The President received a daily two-page CIA briefing which he read thoroughly. More important was his daily briefing from the Secretary of the National Security Council, Sidney Souers. The NSC met twice per month. The President ordinarily did not attend the meetings but studied the Council's recommendations through Mr. Souers. The President sat in occasionally when an immediate decision on policy was desirable. Until recently, the President had accepted nearly all of the Council's recommendations, but had just amended one related to the Berlin airlift and reversed a recommendation to withdraw the Navy from Tsingtao, ordering instead reinforcement of the garrison.
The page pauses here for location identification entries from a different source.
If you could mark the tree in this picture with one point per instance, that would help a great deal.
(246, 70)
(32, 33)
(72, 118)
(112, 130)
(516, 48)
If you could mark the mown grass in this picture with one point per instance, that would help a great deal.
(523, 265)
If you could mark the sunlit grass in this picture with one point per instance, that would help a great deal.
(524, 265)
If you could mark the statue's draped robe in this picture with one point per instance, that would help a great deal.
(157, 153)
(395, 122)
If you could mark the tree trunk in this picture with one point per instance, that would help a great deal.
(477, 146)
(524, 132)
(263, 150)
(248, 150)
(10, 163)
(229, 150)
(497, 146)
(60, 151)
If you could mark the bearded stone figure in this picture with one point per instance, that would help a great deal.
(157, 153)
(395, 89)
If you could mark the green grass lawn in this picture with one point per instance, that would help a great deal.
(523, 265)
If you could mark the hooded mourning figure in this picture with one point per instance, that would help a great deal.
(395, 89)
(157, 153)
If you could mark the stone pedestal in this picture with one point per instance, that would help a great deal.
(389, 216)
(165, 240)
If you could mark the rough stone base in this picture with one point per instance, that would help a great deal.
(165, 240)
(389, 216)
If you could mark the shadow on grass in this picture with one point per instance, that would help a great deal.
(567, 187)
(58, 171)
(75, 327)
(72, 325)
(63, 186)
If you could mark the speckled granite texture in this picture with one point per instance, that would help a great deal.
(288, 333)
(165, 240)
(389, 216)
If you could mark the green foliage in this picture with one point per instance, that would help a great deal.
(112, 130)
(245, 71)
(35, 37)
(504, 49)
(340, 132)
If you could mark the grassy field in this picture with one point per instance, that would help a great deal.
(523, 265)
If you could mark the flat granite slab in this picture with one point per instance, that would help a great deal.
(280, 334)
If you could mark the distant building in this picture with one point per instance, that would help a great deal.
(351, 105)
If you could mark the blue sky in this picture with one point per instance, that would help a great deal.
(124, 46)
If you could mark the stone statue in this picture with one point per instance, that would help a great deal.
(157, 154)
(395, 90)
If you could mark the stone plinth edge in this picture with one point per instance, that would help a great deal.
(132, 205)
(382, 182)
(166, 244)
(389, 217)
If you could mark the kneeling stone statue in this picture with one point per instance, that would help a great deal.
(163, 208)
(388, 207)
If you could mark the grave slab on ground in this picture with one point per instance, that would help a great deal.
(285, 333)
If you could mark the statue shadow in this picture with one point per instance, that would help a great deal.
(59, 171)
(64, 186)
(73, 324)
Policy papers were always initiated by the State Department to prevent undue military influence.

Though the President was now taking a more active role in developing policy, the Security Council would tend to act as a check on his tendency to make snap judgments, to which he had been prone in the past.

A letter from a physician comments on the letter from a pastor and the editorial response to same on December 6 regarding alcohol and prohibition. The doctor favors vigorous enforcement of prohibition laws and education to bring about societal recognition of the dangers of alcohol and stem its use. He believes that neither prohibition nor ABC control would eliminate the alcoholic, but that making alcohol less easily available in society would reduce consumption, that only the chronic alcoholic would, as the editorial had posited, resort to such ersatz as shoe polish or a cocktail of grain alcohol and soft drink.

A letter writer thinks that the effort in the state to return to a blanket prohibition law statewide was an intrusion on the choice of individual adults to make their own decisions regarding consumption of alcohol. He does not favor abuse of alcohol, but believes no one had the right to tell him he could not drink if he chose to do so.

A letter from the associate pastor at Garr Auditorium tells of the photograph of the old City Auditorium attending the column "Charlotte 60 Years Ago" on the front page November 30, representing a building which had been torn down but purchased and rebuilt from its original parts across town, being now Garr Auditorium, still in service.